Evidence point out that RTK dimerization is required, but is not sufficient, for kinase activation. RTKs require cross-phosphorylation for a complete activation. This process is allowed by the specific orientation of the KD in the dimerization. Usually, ligand interactions optimally orient the KDs as a result of structural rearrangements that propagate along the length of the RTK. RTK transmembrane domain also rotates upon ligand binding, leading to periodic oscillations in the KD which increase its phosphorylation [1,22]. Thus, we can speculate that the substitution R1051Q might stabilize the activable receptor conformation supporting dimerization and signaling even in the absence of ligands. The VEGFR2^R1051Q might alter the efficiency of the receptor system by making it more sensitive to changes in the duration of specific interactions. Of course, further studies will be necessary to verify this hypothesis. This suggests that this mutation may have a substantial impact on the overall behavior of the VEGFR2 system, particularly in the context of cancer.

5. Conclusions

In summary, this study provides valuable insights into the molecular dynamics of VEGFR2 and its mutant form VEGFR2^R1051Q, identified in cancer patients.

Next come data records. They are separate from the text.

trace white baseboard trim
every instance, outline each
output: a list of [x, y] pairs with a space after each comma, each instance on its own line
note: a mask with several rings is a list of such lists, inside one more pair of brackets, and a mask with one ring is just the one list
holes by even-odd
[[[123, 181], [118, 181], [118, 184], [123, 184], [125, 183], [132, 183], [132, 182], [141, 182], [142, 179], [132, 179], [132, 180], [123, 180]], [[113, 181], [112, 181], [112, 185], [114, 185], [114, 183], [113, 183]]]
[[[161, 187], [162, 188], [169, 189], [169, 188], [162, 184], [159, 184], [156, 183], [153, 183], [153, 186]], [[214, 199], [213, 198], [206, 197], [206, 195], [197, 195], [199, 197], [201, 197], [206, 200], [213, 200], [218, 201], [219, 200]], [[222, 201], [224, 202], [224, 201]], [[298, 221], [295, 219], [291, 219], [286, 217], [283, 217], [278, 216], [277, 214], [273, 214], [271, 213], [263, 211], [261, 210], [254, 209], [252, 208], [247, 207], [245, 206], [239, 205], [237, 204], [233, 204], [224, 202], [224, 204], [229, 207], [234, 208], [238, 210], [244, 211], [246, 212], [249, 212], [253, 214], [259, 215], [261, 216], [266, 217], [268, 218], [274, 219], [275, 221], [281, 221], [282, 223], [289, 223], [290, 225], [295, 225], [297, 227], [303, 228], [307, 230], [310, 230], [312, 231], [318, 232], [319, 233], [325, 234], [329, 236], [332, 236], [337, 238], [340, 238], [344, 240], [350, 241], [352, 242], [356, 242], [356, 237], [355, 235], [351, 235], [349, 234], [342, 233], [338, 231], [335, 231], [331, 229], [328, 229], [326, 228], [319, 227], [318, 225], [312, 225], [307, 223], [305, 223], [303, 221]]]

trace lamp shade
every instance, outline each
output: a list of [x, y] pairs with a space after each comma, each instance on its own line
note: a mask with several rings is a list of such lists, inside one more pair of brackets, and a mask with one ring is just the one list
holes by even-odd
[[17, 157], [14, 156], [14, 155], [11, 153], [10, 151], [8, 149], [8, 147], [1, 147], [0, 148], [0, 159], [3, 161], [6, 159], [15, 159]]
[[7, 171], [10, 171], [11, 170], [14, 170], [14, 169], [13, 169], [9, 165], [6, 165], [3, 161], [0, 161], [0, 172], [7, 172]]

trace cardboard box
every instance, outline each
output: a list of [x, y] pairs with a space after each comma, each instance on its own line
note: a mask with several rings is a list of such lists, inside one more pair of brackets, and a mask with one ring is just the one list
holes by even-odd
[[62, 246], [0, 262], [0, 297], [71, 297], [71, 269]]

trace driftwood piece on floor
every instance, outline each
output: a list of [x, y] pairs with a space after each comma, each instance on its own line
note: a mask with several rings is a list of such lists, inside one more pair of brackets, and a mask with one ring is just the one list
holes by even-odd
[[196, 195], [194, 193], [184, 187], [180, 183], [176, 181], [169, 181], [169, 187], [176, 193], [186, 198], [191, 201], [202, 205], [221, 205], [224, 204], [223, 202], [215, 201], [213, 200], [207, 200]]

The spatial regulation and the dynamics of RTKs in the membrane also influence the fate, position, or polarity of cells in tissues. In epithelial cells as well as in endothelial cells, receptor relocation maintains cell polarization [23]. Since the spatial distribution of RTKs is so finely regulated, the RTK dynamics represent a field of study that needs to be deepened especially with regard to the tumor field.